Decision Over Whether to Charge Brianna Taylor’s Killers Could Come Soon


In Louisville, Kentucky, the city appears to be preparing for a storm. Police have barricaded parts of the city, while businesses are appending plywood to their windows. The mayor, Greg Fischer, has declared a state of emergency.

However, there is no storm approaching Louisville. Instead, it is expected that Attorney General Daniel Cameron will soon announce whether police officers involved in Brianna Taylor’s shooting death will be charged.

Black Lives Matter protestors outside the White House on May 30 2020

Protests in the city have continued for months following Taylor’s killing. Police entered her home unannounced, late one night in March 2020. They were serving a no-knock warrant for suspected drug possession.

Taylor’s boyfriend was home at the time, something that police didn’t know, and became spooked by the sounds of people entering the apartment.
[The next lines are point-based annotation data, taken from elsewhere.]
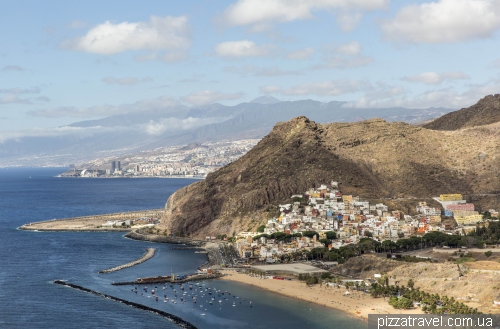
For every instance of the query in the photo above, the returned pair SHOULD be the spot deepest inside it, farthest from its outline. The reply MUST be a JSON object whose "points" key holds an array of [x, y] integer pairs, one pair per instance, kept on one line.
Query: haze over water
{"points": [[30, 261]]}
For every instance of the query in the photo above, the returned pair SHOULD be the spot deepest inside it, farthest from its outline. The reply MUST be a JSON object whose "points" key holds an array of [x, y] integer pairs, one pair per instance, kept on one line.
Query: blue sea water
{"points": [[30, 261]]}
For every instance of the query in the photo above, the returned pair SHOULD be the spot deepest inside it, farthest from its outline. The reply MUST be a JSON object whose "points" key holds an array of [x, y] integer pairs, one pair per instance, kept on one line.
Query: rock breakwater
{"points": [[150, 252], [174, 319], [137, 235]]}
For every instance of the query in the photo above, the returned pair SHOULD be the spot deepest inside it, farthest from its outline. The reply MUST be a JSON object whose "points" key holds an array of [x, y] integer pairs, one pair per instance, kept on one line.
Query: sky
{"points": [[69, 61]]}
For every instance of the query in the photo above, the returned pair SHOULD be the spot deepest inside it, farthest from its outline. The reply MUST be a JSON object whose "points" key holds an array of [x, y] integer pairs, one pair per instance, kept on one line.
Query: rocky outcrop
{"points": [[373, 159], [485, 112]]}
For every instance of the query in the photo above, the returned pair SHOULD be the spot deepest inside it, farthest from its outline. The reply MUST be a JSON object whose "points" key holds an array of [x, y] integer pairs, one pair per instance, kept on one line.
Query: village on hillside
{"points": [[324, 217]]}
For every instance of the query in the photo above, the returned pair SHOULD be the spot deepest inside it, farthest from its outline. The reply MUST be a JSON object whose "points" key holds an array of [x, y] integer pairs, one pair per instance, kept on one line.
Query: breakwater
{"points": [[48, 225], [172, 318], [138, 235], [168, 279], [150, 252]]}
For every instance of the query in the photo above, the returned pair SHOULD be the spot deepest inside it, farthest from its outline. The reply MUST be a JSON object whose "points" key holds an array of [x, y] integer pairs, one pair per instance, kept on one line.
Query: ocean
{"points": [[31, 261]]}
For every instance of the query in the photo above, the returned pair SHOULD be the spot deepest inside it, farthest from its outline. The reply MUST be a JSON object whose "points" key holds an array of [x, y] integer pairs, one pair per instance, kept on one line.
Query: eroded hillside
{"points": [[372, 159]]}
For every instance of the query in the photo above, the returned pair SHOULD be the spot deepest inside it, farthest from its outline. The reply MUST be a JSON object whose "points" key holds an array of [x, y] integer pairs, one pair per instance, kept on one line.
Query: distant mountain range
{"points": [[178, 125], [374, 159]]}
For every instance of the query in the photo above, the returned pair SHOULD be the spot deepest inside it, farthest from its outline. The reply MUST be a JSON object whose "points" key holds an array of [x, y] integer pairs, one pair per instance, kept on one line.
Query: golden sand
{"points": [[356, 304]]}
He reached for his gun and fired on the intruders, who he thought were home invaders.

Police returned fire, and a sleeping Taylor was caught in the crossfire. She died as a result of the injuries. Following her death, and in light of the widespread Black Lives Matter movement, protests gripped Louisville. The protests have remained largely peaceful, with police occasionally resorting to tear gas and pepper balls in escalations of force.

Decisions Expected Soon

Daniel Cameron is expected to announce whether the officers involved in the shooting death will be charged shortly. Louisville is on edge, fearing that a failure to bring charges against the officers could bring out a massive protest. Black Lives Matter protesters often recite the mantra “no justice, no peace,” reflecting their primary goals.
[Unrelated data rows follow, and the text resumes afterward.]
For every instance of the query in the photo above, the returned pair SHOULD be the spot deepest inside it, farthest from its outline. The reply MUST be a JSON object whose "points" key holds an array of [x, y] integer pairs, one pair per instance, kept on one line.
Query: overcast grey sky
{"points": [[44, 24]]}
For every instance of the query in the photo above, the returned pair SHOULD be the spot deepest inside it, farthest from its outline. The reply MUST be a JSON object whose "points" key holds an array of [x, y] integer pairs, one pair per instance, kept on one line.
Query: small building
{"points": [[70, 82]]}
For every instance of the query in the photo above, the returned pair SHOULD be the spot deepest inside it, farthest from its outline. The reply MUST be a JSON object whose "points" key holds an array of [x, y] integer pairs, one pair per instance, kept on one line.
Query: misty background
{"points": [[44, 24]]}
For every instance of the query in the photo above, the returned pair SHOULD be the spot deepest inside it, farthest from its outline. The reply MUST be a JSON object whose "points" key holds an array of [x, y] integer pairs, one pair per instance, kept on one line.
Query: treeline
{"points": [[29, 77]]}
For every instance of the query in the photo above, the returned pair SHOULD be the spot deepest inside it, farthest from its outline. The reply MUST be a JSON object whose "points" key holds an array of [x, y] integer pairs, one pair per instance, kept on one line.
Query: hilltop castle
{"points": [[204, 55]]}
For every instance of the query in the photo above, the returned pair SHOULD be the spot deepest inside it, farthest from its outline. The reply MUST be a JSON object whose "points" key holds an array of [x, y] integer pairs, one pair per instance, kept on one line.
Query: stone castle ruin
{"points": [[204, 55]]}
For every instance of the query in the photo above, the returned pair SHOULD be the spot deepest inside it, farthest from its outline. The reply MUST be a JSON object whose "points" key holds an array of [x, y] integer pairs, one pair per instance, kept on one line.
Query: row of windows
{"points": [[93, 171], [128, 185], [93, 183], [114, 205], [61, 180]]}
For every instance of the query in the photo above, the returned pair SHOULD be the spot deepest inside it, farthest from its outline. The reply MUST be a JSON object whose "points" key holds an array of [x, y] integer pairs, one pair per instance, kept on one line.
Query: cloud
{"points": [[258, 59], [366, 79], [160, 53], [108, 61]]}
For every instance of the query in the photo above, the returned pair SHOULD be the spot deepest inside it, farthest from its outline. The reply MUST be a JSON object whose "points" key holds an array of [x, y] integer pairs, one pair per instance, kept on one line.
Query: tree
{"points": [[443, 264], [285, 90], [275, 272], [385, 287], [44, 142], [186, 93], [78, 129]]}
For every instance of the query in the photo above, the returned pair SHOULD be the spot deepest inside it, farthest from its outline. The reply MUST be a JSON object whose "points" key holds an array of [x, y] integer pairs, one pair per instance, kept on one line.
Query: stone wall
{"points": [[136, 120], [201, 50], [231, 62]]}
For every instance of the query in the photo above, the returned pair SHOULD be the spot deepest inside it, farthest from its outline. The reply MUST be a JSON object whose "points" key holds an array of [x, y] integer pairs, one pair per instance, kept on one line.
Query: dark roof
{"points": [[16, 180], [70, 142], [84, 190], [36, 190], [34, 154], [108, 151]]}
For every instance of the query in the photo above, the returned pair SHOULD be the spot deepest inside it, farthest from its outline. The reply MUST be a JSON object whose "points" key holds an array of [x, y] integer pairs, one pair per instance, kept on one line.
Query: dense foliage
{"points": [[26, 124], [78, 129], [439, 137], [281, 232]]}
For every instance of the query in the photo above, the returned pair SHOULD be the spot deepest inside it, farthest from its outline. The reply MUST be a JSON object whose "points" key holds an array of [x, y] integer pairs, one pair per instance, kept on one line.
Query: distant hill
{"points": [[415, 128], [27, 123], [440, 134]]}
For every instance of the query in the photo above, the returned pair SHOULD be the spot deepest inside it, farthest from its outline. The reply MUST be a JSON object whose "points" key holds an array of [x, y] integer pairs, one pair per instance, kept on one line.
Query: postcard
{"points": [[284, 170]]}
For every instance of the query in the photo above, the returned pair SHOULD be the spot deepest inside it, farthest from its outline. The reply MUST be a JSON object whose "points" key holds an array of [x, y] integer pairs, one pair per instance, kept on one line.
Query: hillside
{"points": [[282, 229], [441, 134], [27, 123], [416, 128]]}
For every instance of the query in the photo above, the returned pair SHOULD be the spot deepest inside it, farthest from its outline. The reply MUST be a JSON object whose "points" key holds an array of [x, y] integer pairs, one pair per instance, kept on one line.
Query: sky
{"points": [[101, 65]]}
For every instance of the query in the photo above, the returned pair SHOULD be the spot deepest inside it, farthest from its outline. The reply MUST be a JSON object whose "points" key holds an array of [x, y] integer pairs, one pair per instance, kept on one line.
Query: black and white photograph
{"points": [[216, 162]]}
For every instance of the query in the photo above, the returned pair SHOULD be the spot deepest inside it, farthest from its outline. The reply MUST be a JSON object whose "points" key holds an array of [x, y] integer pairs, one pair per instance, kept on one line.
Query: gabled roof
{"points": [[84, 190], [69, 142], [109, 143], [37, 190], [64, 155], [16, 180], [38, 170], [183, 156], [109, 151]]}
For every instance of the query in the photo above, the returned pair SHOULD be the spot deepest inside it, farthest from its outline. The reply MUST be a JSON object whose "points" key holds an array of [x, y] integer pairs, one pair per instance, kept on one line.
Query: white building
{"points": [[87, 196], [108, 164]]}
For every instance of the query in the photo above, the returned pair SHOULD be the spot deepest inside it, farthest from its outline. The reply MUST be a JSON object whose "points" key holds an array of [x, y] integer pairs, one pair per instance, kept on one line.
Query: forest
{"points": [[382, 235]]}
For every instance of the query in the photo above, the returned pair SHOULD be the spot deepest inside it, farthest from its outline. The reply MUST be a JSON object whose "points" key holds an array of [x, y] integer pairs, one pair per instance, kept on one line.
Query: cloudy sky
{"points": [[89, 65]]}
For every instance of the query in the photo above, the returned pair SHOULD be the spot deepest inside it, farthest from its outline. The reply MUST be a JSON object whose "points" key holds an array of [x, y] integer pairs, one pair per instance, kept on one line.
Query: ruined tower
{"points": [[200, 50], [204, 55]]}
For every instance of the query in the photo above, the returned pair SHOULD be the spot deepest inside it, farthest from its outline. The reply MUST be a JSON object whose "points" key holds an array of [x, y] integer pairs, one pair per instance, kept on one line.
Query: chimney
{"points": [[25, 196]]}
Many protesters ascribe to the belief that change won’t occur unless they make themselves heard. And, many activists have surmised, police only understand the language of unrest. This rhetoric mirrors Dr. Martin Luther King, Jr., who once stated that “a riot is the language of the unheard”.

American Attitudes Shifting

While a new Ipsos poll shows that a majority of Americans think US cities as “under siege” by protesters, this year’s protests have been more nationally popular than prior Black Lives Matter movements.
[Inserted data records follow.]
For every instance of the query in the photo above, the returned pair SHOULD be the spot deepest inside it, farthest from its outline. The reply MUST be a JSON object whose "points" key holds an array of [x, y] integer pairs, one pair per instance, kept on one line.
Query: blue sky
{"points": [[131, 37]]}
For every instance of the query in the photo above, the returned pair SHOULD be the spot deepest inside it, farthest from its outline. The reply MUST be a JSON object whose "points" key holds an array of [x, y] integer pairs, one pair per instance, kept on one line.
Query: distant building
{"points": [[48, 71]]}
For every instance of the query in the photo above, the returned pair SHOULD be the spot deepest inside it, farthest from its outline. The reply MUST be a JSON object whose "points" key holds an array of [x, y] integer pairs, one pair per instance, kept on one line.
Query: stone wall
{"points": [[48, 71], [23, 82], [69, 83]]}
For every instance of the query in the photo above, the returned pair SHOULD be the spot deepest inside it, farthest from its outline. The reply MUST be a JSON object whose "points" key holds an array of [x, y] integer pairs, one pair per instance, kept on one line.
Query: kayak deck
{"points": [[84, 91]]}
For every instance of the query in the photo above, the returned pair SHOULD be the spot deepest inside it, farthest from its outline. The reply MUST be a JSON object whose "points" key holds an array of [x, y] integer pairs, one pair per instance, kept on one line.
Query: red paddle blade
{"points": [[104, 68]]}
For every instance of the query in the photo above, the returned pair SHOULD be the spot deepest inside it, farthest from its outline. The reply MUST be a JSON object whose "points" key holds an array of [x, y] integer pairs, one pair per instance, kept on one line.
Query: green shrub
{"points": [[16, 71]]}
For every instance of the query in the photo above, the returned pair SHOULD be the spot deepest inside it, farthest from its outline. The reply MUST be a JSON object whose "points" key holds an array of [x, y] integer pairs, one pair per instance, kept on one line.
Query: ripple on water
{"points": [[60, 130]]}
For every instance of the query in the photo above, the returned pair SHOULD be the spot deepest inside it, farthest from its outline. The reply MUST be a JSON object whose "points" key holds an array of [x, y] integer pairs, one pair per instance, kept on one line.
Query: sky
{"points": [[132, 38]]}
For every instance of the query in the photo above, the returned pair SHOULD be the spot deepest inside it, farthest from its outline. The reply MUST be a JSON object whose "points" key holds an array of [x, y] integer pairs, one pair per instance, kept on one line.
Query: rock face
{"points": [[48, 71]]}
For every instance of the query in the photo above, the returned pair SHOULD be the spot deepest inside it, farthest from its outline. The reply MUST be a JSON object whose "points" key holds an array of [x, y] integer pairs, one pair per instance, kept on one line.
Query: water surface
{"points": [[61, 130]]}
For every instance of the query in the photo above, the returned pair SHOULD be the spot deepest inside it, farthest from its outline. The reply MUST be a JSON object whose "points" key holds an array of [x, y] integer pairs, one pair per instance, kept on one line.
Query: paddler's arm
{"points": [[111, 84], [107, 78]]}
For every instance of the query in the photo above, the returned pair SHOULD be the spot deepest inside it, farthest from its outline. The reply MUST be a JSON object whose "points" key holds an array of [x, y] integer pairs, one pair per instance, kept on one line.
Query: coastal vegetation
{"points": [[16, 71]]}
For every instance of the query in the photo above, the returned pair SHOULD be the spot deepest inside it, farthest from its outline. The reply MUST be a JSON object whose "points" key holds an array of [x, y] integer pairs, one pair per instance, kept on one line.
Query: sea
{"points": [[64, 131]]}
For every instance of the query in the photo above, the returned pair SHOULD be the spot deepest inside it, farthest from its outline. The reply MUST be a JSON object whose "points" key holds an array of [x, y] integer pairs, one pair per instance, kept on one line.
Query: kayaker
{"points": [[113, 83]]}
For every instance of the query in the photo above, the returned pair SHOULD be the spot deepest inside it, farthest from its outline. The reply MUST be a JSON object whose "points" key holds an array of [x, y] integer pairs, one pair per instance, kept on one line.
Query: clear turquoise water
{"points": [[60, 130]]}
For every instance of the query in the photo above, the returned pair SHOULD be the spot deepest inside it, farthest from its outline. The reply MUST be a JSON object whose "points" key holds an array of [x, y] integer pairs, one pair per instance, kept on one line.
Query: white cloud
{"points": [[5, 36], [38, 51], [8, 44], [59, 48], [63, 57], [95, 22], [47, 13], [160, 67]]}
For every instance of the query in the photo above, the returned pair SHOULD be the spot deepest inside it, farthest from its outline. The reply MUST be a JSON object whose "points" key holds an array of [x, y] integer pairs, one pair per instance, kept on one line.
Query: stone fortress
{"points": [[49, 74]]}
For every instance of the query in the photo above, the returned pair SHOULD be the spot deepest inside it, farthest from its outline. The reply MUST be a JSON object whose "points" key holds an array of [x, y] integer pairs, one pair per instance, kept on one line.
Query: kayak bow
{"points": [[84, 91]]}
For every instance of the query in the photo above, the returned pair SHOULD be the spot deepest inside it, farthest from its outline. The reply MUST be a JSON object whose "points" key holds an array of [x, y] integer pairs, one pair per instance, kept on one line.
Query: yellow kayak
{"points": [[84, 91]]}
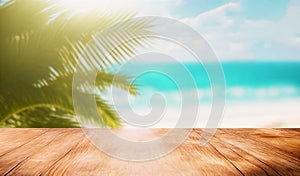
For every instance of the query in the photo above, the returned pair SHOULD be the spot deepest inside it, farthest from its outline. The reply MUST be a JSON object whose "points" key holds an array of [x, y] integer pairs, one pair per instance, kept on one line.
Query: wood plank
{"points": [[230, 152]]}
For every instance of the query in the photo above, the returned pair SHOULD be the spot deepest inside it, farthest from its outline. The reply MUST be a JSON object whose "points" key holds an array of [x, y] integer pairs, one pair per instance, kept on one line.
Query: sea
{"points": [[257, 93]]}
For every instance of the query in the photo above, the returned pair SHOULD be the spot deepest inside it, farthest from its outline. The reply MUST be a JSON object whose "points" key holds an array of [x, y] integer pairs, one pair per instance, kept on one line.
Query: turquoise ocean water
{"points": [[245, 81]]}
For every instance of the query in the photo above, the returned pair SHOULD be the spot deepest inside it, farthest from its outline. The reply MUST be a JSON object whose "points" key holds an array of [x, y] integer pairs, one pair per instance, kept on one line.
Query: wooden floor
{"points": [[230, 152]]}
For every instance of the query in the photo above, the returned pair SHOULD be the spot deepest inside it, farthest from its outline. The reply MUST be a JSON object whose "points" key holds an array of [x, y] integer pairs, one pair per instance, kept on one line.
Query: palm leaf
{"points": [[39, 57]]}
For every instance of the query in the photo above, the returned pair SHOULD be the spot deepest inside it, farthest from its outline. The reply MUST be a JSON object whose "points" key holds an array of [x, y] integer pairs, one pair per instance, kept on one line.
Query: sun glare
{"points": [[84, 4]]}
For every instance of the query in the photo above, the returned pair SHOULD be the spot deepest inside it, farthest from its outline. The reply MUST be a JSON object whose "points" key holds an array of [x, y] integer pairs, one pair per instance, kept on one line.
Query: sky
{"points": [[236, 30]]}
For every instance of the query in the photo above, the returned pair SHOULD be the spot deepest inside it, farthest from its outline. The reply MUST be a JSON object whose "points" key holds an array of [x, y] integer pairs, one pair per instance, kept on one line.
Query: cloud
{"points": [[233, 36]]}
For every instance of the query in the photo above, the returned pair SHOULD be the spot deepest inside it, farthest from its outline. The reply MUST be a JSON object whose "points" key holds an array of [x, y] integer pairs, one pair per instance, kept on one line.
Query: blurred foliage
{"points": [[41, 43]]}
Some Americans become frustrated easily with protests, simply wanting downtown areas back to normal so they can shop for LG TV rebates and new cell phone plans.

Other Americans are a bit more understanding. Presidential candidate Joe Biden has stated that, while he agrees with the protesters’ message and goals, he denounces any violent form of protest. Many Black Lives Matter supporters wish that Biden would denounce police brutality and police escalation of violence as roundly as he does protesters’ violence.